Furthermore, if you know at compile-time the structure of the JSON data you're dealing with, you can do something really cool like n8han's extractors. Very powerful stuff, check it out.
Well, there are a couple ways to approach this. I would probably just use Map[String, Any], which should work just fine for your purposes (as long as the map is from collection.immutable rather than collection.mutable). However, if you really want to go through some pain, it is possible to give a type for this:
sealed trait InnerData[+A] {
val value: A
}
case class InnerString(value: String) extends InnerData[String]
case class InnerMap[A, +B](value: Map[A, B]) extends InnerData[Map[A, B]]

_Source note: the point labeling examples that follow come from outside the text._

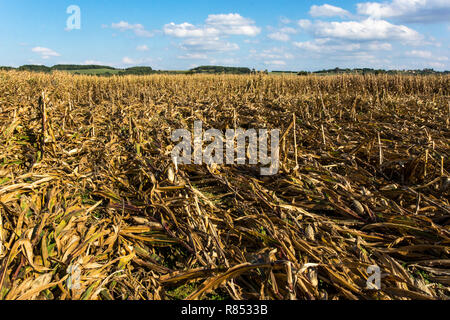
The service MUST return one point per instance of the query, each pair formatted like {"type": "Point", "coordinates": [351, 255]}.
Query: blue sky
{"type": "Point", "coordinates": [273, 35]}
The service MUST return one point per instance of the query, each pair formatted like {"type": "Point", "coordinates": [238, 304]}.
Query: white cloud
{"type": "Point", "coordinates": [142, 48]}
{"type": "Point", "coordinates": [273, 54]}
{"type": "Point", "coordinates": [187, 30]}
{"type": "Point", "coordinates": [208, 45]}
{"type": "Point", "coordinates": [327, 46]}
{"type": "Point", "coordinates": [197, 56]}
{"type": "Point", "coordinates": [366, 30]}
{"type": "Point", "coordinates": [127, 60]}
{"type": "Point", "coordinates": [380, 46]}
{"type": "Point", "coordinates": [95, 62]}
{"type": "Point", "coordinates": [215, 25]}
{"type": "Point", "coordinates": [304, 23]}
{"type": "Point", "coordinates": [233, 23]}
{"type": "Point", "coordinates": [327, 10]}
{"type": "Point", "coordinates": [420, 54]}
{"type": "Point", "coordinates": [138, 29]}
{"type": "Point", "coordinates": [408, 10]}
{"type": "Point", "coordinates": [45, 53]}
{"type": "Point", "coordinates": [279, 36]}
{"type": "Point", "coordinates": [423, 54]}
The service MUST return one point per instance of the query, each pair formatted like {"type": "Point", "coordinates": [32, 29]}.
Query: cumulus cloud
{"type": "Point", "coordinates": [187, 30]}
{"type": "Point", "coordinates": [45, 53]}
{"type": "Point", "coordinates": [275, 63]}
{"type": "Point", "coordinates": [142, 48]}
{"type": "Point", "coordinates": [407, 10]}
{"type": "Point", "coordinates": [194, 56]}
{"type": "Point", "coordinates": [279, 36]}
{"type": "Point", "coordinates": [424, 54]}
{"type": "Point", "coordinates": [127, 60]}
{"type": "Point", "coordinates": [209, 37]}
{"type": "Point", "coordinates": [208, 45]}
{"type": "Point", "coordinates": [380, 46]}
{"type": "Point", "coordinates": [327, 10]}
{"type": "Point", "coordinates": [138, 29]}
{"type": "Point", "coordinates": [215, 25]}
{"type": "Point", "coordinates": [366, 30]}
{"type": "Point", "coordinates": [233, 24]}
{"type": "Point", "coordinates": [327, 46]}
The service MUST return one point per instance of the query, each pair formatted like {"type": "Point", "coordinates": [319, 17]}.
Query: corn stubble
{"type": "Point", "coordinates": [87, 183]}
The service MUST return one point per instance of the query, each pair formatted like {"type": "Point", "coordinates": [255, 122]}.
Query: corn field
{"type": "Point", "coordinates": [93, 208]}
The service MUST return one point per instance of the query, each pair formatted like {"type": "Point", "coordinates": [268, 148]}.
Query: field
{"type": "Point", "coordinates": [92, 207]}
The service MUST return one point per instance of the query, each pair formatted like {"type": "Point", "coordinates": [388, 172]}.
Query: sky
{"type": "Point", "coordinates": [264, 34]}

case class InnerBoolean(value: Boolean) extends InnerData[Boolean]
Now, assuming that you were reading the JSON data field into a Scala field named jsData, you would give that field the following type:
val jsData: Map[String, Either[Int, InnerData[_]]
Every time you pull a field out of jsData, you would need to pattern match, checking whether the value was of type Left[Int] or Right[InnerData[_]] (the two sub-types of Either[Int, InnerData[_]]). Once you have the inner data, you would then pattern match on that to determine whether it represents an InnerString, InnerMap or InnerBoolean.

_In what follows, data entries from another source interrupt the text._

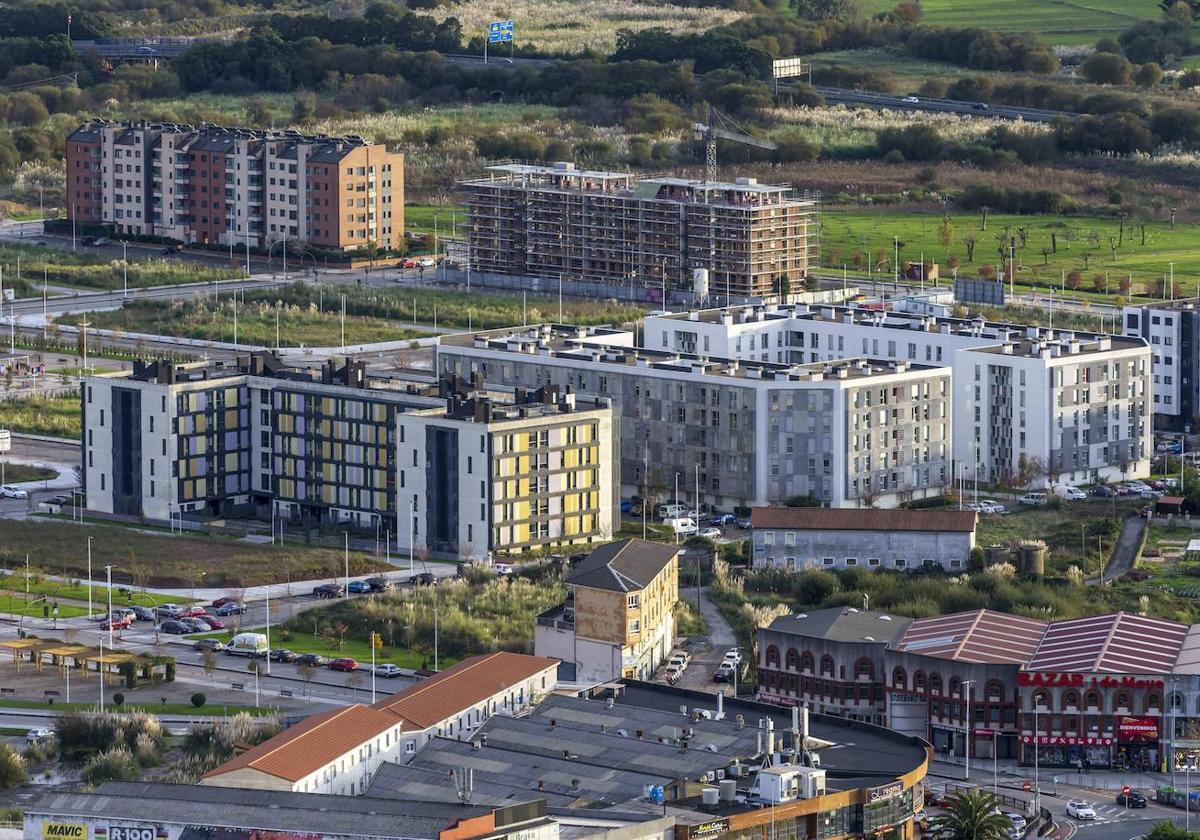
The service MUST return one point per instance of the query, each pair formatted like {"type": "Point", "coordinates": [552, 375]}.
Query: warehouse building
{"type": "Point", "coordinates": [611, 227]}
{"type": "Point", "coordinates": [852, 432]}
{"type": "Point", "coordinates": [447, 468]}
{"type": "Point", "coordinates": [1031, 406]}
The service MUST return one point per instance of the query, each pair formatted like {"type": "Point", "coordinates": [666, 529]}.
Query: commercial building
{"type": "Point", "coordinates": [127, 810]}
{"type": "Point", "coordinates": [618, 618]}
{"type": "Point", "coordinates": [1173, 331]}
{"type": "Point", "coordinates": [1031, 406]}
{"type": "Point", "coordinates": [821, 538]}
{"type": "Point", "coordinates": [1114, 690]}
{"type": "Point", "coordinates": [556, 221]}
{"type": "Point", "coordinates": [439, 467]}
{"type": "Point", "coordinates": [851, 432]}
{"type": "Point", "coordinates": [339, 753]}
{"type": "Point", "coordinates": [247, 187]}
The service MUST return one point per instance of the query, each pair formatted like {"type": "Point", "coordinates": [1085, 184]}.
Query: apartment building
{"type": "Point", "coordinates": [481, 475]}
{"type": "Point", "coordinates": [618, 618]}
{"type": "Point", "coordinates": [611, 227]}
{"type": "Point", "coordinates": [1031, 406]}
{"type": "Point", "coordinates": [1171, 330]}
{"type": "Point", "coordinates": [852, 432]}
{"type": "Point", "coordinates": [334, 445]}
{"type": "Point", "coordinates": [245, 187]}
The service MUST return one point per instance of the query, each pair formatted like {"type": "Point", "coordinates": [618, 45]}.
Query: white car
{"type": "Point", "coordinates": [1080, 810]}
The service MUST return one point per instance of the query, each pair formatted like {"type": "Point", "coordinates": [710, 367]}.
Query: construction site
{"type": "Point", "coordinates": [719, 240]}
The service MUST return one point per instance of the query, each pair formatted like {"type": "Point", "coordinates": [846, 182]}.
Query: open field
{"type": "Point", "coordinates": [1084, 245]}
{"type": "Point", "coordinates": [143, 558]}
{"type": "Point", "coordinates": [1060, 22]}
{"type": "Point", "coordinates": [57, 417]}
{"type": "Point", "coordinates": [298, 327]}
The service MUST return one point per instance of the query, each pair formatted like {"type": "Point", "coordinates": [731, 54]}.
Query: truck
{"type": "Point", "coordinates": [252, 645]}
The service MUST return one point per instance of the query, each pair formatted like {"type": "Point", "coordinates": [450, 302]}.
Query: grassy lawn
{"type": "Point", "coordinates": [1059, 22]}
{"type": "Point", "coordinates": [1069, 533]}
{"type": "Point", "coordinates": [55, 417]}
{"type": "Point", "coordinates": [163, 561]}
{"type": "Point", "coordinates": [256, 323]}
{"type": "Point", "coordinates": [16, 473]}
{"type": "Point", "coordinates": [1083, 245]}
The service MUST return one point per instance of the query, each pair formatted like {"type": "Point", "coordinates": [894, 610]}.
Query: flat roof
{"type": "Point", "coordinates": [982, 636]}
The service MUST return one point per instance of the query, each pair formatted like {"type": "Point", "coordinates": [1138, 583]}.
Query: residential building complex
{"type": "Point", "coordinates": [1031, 406]}
{"type": "Point", "coordinates": [1113, 690]}
{"type": "Point", "coordinates": [609, 227]}
{"type": "Point", "coordinates": [821, 538]}
{"type": "Point", "coordinates": [336, 445]}
{"type": "Point", "coordinates": [1173, 331]}
{"type": "Point", "coordinates": [247, 187]}
{"type": "Point", "coordinates": [618, 618]}
{"type": "Point", "coordinates": [850, 432]}
{"type": "Point", "coordinates": [340, 751]}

Technically, you have to do this sort of pattern matching anyway in order to use the data once you pull it out of JSON. The advantage to the well-typed approach is the compiler will check you to ensure that you haven't missed any possibilities. The disadvantage is that you can't just skip impossibilities (like 'eggs' mapping to an Int). Also, there is some overhead imposed by all of these wrapper objects, so watch out for that.
Note that Scala does allow you to define a type alias which should cut down on the amount of LoC required for this:
type DataType[A] = Map[String, Either[Int, InnerData[A]]]
val jsData: DataType[_]
Add a few implicit conversions to make the API pretty, and you should be all nice and dandy.
JSON is used as an example in "Programming in Scala", in the chapter on combinator parsing.